A Vietnam-era Navy veteran, she has been serving veterans in some capacity her entire career. Prior to coming to Fisher House Foundation, Kerri spent 12 years with the Department of Veterans Affairs, including serving as the Director, Health Systems Communications, overseeing VA’s national communications initiatives to a wide variety of audiences. Kerri advocated for, and communicated about, women veterans’ health issues and negotiated with top officials in other federal and state agencies; the medical community (private hospitals, medical schools and programs), Veteran Service Organizations, members of Congress, representatives of the news media, business leaders, and the general public to ensure women veterans got the care they deserved.

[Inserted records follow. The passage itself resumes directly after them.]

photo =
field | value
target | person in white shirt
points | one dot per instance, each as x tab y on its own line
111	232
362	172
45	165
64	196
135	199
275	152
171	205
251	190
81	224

While working at Arlington National Cemetery, Kerri was the first woman to be awarded an honorary Tomb Guard Identification Badge, #302. During the Clinton Administration she worked with the White House to set up a program with the Armed Forces Retirement Home to help process presidential mail. She worked with the Hillary Clinton and her staff on a book about Socks and Buddy—proceeds going to the ASPCA.
Kerri graduated summa cum laude from the University of Maryland and holds a masters’ degree in public relations is from American University.